As mentioned before, the ‘text’ mode makes cells with text that
scales with cell values. If cell_labels
is
TRUE
or a matrix/data frame, the labels will be displayed
instead, meaning that user-supplied cell labels can have use colour
scale (also meaning that ‘text’ mode with cell_labels
being
FALSE
is the same as ‘text’ mode with
cell_labels
as TRUE
).
plt1 <- gghm(plot_data, cell_labels = TRUE, col_scale = fill_scl,
cell_label_size = 5, cell_label_col = "#63B8FF", cell_label_digits = 4) +
labs(title = "size, colours, decimals")
# Text requires colour instead of fill scale
col_scl <- scale_colour_gradient(high = "pink", low = "white")
plt2 <- gghm(plot_data, cell_labels = label_mat, mode = "text",
col_scale = col_scl, cell_label_size = 8) +
labs(title = "'text' mode")
plt1 + plt2 & theme(plot.title = element_text(size = 18))
External customisation
The plotting data can be returned by setting the
return_data
argument to TRUE
, allowing for
further customisation of e.g. cell labels by adding geoms to the
finished plot as shown below.
As explained in the ‘Cell borders’ section, arguments where the
values are passed on to ggplot2::geom_*
functions can be
vectors with one value per cell. The drawing order can get a bit
confusing; for the full, top right and bottom left layouts the cells are
drawn from the top left moving down each column; by contrast, for top
left and bottom right layouts cells are drawn from the bottom left
moving up each column (due to the y-axis levels being reversed). The
rows are ordered in their drawing order in the data returned when
return_data
is TRUE
so that can be used as a
reference. However, in general, passing vectors to static aesthetics in
ggplot2
can become tricky and adding another geom to the
output plot is more robust.
plot_list <- gghm(scale(mtcars), return_data = TRUE, border_col = NA,
col_scale = scale_fill_gradient2(low = "deepskyblue", mid = "white", high = "salmon"))

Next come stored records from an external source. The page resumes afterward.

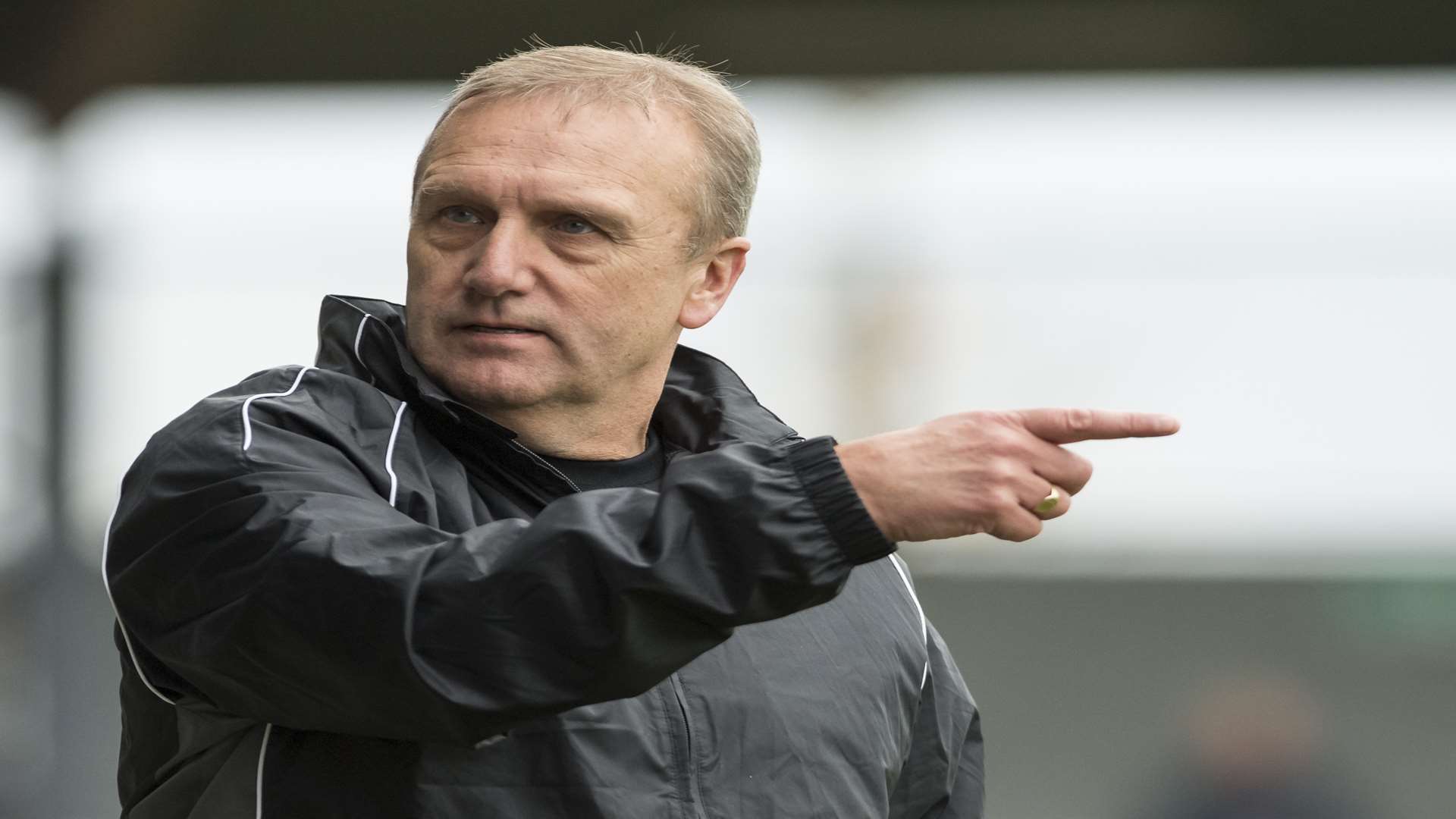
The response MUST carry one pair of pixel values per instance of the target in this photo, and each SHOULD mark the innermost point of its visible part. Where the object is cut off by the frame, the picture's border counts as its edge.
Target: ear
(714, 276)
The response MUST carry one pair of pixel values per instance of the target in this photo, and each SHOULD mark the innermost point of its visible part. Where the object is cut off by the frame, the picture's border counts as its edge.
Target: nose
(501, 264)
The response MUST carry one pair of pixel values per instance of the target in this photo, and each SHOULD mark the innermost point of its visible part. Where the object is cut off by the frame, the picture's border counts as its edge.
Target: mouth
(500, 328)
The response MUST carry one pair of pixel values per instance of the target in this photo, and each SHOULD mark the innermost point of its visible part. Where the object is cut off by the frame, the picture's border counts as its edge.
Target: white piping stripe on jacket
(248, 426)
(262, 752)
(925, 630)
(389, 452)
(105, 545)
(359, 335)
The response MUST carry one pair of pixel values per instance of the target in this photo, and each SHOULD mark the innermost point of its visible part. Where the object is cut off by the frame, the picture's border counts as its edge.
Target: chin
(497, 387)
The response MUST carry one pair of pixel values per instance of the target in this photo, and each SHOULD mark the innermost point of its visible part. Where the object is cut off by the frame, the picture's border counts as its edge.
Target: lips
(504, 328)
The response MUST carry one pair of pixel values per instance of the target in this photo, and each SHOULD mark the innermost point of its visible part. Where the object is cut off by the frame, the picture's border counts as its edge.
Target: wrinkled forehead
(648, 149)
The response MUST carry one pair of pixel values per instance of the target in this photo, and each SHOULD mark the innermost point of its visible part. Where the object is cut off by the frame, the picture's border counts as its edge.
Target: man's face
(546, 262)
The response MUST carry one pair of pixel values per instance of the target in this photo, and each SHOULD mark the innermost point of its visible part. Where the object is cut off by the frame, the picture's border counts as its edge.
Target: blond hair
(728, 169)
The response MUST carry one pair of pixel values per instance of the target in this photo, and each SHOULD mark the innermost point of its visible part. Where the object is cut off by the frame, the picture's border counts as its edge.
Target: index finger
(1069, 426)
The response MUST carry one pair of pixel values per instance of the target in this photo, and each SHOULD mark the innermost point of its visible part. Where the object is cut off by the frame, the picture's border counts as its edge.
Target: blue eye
(460, 215)
(576, 226)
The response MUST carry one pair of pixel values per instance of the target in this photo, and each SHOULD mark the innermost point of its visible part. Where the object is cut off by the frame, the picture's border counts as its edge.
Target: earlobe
(717, 278)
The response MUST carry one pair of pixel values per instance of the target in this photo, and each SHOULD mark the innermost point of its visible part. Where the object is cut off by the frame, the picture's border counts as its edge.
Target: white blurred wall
(1267, 256)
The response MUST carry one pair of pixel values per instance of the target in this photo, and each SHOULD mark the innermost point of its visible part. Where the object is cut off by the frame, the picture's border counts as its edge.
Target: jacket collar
(704, 404)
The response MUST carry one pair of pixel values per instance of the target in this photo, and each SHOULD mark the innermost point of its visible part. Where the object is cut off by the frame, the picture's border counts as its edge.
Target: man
(511, 551)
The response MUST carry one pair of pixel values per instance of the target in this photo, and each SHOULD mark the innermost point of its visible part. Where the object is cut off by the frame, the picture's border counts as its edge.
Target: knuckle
(1079, 420)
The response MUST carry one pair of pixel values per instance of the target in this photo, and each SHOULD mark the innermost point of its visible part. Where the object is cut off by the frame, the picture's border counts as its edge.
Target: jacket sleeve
(277, 583)
(946, 773)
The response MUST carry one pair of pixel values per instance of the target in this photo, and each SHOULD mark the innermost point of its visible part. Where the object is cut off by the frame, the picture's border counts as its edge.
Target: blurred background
(1238, 212)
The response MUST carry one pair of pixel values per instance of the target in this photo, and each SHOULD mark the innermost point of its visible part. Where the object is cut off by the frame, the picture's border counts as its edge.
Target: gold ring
(1049, 503)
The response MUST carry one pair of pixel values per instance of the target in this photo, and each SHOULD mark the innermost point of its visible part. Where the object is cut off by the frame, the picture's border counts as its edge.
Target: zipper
(519, 447)
(693, 787)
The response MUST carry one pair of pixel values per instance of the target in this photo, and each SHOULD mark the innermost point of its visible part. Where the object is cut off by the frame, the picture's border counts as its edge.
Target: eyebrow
(601, 213)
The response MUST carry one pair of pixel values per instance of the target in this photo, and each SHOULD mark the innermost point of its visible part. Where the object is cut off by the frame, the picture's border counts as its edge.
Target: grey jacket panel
(344, 594)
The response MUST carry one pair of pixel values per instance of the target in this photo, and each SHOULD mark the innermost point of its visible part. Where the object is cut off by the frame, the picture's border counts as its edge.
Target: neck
(579, 433)
(610, 428)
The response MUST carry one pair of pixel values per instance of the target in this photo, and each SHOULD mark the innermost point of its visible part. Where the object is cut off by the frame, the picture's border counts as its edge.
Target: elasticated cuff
(836, 500)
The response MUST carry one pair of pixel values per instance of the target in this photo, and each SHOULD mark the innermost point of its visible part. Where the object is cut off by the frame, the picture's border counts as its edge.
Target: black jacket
(341, 594)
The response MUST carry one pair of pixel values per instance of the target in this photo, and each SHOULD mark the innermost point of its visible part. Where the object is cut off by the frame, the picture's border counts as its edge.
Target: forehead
(622, 149)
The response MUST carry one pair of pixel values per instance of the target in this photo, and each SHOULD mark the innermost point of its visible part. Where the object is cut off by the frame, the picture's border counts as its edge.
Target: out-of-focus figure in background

# Add own labels based on value (also possible by supplying a matrix to cell_labels)
plot_list$plot_data$lab <- ntile(plot_list$plot_data$value, 5)
plt1 <- plot_list$plot +
geom_text(aes(label = lab), plot_list$plot_data, size = 3)
# Or maybe points (cell_labels uses `geom_text` so the asterisks would not be positioned in the middle of the cells)
plot_list$plot_data$lab <- ifelse(plot_list$plot_data$value > 1 |
plot_list$plot_data$value < -1, "*", NA)
plt2 <- plot_list$plot +
geom_point(data = subset(plot_list$plot_data, !is.na(lab)), shape = "*", size = 4)
plt1 + plt2
There are many arguments, allowing for quite some flexibility in the heatmap layout. Most of the arguments are showcased in the articles, hopefully they can be of some help. They go more into making correlation heatmaps, clustering and annotation, making mixed layout heatmaps, and ways to deal with legends.